The term “small business” has statutory definitions that benefit a wide variety of businesses, and that are baked into thousands of state and federal laws, regulations and administrative codes.
Another reason a small business (or, even a mid-sized one) wants to be called a small business is quite practical and bottomline oriented. The term “small business” appears 996 times in the U.S. Code, the massive collection of all U.S. laws. Here’s how many times the following terms appear in the code: Mid-sized business: 0; SMB: 0, Microbusiness: 0. Unlike the marketing-department strategy terms “mid-sized” “SMB” or “microbusiness,” the definition of small business has been standardized and codified by the U.S. government (and like other government creations, it’s quite complex). Nearly all federal legislation appropriating government funds includes language requiring part of those funds be spent with companies designated (and defined) in the law as a “small business.” For an example, visit this Small Business Set Aside FAQ on the website of the U.S. General Services Administration. Knowing precisely what a small business is can keep a company from being subjected to certain regulations or taxes. Because such things as SBA loans and government contracts hinge on a very precise understanding of what the term”small business” legally means, those who run small businesses don’t devote any time wondering if they fall within the parameters of measurements dreamed up by marketers. Being what the government defines as a small business is more important to them than, say, the desire of Walmart’s Sams Club to redefine a huge segment of small businesses as “microbusinesses.”
Multiply the following by 50 states: The House Committee on Small Business, The Senate Committee on Small Business and Entrepreneurship, The Small Business Administration.
(Illustration: SmallBusiness.com, photo: Google Maps Street View)
As noted in the previous point, the process of codifying the term “small business” has taken place over a period of six decades. Each state and territory uses the term “small business” for agencies, committees and programs. The term small business is actually written in stone on the front of an office building in Washington, DC. (see graphic).

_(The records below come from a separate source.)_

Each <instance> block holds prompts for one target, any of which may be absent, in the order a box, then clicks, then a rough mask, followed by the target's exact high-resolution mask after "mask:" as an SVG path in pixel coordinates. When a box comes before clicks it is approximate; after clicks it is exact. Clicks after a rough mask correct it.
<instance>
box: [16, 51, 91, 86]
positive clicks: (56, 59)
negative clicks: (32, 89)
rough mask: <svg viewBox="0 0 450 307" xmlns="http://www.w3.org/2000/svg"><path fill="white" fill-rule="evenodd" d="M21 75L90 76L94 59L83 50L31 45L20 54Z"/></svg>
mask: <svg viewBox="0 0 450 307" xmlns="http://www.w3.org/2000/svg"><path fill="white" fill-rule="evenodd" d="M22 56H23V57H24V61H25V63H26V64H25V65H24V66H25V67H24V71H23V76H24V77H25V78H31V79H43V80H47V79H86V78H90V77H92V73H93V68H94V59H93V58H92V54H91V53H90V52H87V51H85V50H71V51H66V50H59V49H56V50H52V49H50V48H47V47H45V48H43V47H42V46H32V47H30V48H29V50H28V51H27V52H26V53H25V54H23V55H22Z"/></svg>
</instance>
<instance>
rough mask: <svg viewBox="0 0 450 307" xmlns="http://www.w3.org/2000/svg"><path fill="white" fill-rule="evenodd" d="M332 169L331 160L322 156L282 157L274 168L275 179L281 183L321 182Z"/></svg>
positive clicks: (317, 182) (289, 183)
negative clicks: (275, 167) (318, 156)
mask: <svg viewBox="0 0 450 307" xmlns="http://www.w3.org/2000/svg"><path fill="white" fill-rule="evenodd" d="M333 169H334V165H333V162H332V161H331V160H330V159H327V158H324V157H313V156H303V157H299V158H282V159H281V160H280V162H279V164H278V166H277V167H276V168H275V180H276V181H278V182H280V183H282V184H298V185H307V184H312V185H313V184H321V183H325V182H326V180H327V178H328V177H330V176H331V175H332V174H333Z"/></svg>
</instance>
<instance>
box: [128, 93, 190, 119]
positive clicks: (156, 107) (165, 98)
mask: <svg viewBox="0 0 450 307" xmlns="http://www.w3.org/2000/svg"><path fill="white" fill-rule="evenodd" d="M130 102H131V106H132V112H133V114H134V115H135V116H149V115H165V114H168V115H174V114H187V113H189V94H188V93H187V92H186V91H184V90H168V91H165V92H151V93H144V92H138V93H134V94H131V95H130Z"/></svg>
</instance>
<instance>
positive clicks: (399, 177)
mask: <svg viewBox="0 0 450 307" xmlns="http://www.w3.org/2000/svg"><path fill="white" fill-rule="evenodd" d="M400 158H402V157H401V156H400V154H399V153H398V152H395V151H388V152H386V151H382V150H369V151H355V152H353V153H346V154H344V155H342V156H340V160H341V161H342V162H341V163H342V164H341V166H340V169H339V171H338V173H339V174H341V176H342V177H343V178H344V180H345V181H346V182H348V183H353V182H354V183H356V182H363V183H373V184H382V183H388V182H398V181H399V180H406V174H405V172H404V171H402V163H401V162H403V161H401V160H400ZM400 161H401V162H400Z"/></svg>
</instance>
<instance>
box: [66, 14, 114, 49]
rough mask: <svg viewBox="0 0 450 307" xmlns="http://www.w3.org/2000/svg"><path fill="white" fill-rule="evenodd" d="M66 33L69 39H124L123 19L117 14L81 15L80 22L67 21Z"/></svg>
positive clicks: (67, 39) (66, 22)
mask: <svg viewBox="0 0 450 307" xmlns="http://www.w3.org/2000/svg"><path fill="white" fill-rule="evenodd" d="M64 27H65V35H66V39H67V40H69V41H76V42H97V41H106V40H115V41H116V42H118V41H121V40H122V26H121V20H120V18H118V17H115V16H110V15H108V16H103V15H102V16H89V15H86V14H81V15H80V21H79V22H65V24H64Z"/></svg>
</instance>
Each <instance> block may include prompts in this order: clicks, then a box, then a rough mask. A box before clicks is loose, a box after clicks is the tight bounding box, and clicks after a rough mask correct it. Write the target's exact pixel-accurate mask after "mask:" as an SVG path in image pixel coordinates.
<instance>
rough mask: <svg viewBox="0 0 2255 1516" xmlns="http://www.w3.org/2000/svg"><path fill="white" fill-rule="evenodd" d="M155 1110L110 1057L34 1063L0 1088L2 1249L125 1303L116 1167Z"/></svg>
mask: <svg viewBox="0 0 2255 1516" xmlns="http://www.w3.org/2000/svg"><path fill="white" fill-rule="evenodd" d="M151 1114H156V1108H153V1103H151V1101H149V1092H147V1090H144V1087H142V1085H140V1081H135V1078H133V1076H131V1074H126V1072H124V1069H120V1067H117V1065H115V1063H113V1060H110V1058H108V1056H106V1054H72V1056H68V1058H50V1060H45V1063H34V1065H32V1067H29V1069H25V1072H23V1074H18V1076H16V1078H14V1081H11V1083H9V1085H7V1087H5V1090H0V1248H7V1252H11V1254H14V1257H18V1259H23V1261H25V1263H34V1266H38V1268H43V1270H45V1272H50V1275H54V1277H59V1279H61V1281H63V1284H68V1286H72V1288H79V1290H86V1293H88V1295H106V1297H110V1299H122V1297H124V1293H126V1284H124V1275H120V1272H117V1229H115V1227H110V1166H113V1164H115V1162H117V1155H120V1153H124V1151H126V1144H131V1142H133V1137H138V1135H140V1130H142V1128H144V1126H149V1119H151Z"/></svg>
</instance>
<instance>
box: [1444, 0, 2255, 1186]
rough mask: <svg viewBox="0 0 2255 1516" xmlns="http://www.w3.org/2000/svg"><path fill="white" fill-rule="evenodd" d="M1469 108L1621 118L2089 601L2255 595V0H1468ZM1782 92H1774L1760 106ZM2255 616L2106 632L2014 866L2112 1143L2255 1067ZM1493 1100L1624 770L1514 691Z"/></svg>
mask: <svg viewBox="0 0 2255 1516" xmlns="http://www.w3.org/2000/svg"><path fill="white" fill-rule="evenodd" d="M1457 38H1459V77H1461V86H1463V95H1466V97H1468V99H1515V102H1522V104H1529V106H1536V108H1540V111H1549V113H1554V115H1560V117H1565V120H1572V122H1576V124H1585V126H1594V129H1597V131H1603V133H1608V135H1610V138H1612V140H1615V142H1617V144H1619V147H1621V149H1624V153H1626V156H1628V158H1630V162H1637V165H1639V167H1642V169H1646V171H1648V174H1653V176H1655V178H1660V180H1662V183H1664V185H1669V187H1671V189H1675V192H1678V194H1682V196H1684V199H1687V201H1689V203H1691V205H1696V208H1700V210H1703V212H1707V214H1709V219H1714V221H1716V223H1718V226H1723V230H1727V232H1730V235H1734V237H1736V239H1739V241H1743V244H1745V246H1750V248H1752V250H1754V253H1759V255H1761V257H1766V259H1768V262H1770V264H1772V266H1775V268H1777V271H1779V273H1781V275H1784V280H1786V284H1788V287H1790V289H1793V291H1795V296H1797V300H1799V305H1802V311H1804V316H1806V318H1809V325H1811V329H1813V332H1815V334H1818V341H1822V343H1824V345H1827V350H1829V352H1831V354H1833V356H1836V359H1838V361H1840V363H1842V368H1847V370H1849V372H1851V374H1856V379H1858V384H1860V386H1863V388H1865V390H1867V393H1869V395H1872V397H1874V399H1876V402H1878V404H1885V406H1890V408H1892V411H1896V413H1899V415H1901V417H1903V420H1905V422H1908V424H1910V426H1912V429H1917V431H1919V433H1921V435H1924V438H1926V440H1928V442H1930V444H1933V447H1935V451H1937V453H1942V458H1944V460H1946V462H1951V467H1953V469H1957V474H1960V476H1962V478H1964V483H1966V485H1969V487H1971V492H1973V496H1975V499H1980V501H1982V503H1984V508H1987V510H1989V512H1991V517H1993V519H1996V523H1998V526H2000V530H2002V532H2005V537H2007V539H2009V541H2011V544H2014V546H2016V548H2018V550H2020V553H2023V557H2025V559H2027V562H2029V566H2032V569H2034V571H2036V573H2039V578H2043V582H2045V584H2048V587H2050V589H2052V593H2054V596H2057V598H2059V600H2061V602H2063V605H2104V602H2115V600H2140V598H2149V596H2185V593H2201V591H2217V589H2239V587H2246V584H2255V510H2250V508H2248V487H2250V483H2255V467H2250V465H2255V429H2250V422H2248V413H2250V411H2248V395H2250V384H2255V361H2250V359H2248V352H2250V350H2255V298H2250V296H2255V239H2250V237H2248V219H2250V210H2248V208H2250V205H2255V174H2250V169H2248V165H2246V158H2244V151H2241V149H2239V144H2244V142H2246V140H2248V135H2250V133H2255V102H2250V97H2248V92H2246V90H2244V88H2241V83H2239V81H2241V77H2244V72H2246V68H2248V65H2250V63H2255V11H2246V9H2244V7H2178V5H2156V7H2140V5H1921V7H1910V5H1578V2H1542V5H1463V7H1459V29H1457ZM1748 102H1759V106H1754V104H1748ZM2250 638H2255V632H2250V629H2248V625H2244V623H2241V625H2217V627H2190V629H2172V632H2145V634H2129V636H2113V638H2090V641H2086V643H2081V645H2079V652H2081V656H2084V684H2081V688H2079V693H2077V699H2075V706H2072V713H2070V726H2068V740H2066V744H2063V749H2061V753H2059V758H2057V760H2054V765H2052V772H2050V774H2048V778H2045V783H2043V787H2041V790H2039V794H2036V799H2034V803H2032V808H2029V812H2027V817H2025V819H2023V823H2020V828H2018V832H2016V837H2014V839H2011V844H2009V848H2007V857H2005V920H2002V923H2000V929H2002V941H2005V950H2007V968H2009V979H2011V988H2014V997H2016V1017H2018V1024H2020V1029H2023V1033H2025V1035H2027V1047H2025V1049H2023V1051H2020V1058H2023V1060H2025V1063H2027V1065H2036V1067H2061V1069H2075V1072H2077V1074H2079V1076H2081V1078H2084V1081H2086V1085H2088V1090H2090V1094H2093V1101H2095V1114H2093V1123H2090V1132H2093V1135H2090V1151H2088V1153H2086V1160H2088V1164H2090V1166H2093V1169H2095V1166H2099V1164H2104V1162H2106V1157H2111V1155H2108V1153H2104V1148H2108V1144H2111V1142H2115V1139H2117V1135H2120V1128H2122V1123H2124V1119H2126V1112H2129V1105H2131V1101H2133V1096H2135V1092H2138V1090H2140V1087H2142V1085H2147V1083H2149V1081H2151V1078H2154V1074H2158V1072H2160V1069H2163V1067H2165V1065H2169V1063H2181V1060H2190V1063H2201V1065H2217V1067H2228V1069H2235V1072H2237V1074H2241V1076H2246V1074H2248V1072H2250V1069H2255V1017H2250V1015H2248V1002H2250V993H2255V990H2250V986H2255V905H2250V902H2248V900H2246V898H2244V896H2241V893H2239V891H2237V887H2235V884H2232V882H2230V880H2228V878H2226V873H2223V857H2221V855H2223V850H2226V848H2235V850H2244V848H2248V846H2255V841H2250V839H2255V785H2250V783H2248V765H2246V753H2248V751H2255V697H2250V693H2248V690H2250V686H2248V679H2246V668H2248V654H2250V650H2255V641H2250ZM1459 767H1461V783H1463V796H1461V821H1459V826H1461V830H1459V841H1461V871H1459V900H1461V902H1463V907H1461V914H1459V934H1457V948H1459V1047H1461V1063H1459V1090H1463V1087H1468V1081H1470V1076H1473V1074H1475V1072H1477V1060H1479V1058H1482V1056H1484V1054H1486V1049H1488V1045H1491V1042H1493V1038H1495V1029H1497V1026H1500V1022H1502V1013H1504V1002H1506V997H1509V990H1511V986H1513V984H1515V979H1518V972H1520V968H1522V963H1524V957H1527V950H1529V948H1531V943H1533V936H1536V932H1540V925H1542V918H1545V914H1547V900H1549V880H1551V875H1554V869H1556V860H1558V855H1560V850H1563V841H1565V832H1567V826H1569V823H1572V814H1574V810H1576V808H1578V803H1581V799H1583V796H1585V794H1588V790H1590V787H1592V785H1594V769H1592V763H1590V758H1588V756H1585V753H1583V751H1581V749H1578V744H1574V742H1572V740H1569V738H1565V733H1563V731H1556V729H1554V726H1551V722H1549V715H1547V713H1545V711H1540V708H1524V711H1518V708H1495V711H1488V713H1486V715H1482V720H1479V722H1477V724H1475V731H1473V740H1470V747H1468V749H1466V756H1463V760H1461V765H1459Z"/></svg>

From a lobbying standpoint, any strategy that appears to break up the trusted institution of “small business” into smaller segments called “micros” and “mid-sized” would appear to be a divide-and-conquer strategy that could negatively impact the ability of small businesses to have a unified message.
Small Business Saturday
Five years ago, when American Express chose to put its marketing muscle behind the idea of supporting a “Small Business Saturday,” they closed the door on those who might want it to be called Microbusiness Saturday or Small and Mid-sized Business Saturday. In other words, tens of millions of dollars have gone into a campaign that encourages small businesses, of any size, to call themselves a small business on the Saturday after Thanksgiving.
And finally: No one has ever said the following sentence, ‘My goal in life is to one day start and run an SMB.’
(Photo: Joshua Ommen via Flickr)
Again, there is nothing wrong with using any acronym you want when discussing marketing strategy behind closed doors. But when you start using terms like SMB, those who don’t know what SMB might mean will do what we all do: Google it. And they’ll be even more perplexed when they discover that the first several links on the Google search results page will explain to the small business owner that an SMB is a “‘Server Message Block’ that operates as an application-layer network protocol mainly used for providing shared access to files, printers, serial ports, and miscellaneous communications between nodes on a network.”
Of course, if you aren’t a networking engineer, after reading that, you’d still have no idea what an SMB is.
So now you know what it feels like when you call a small business an SMB.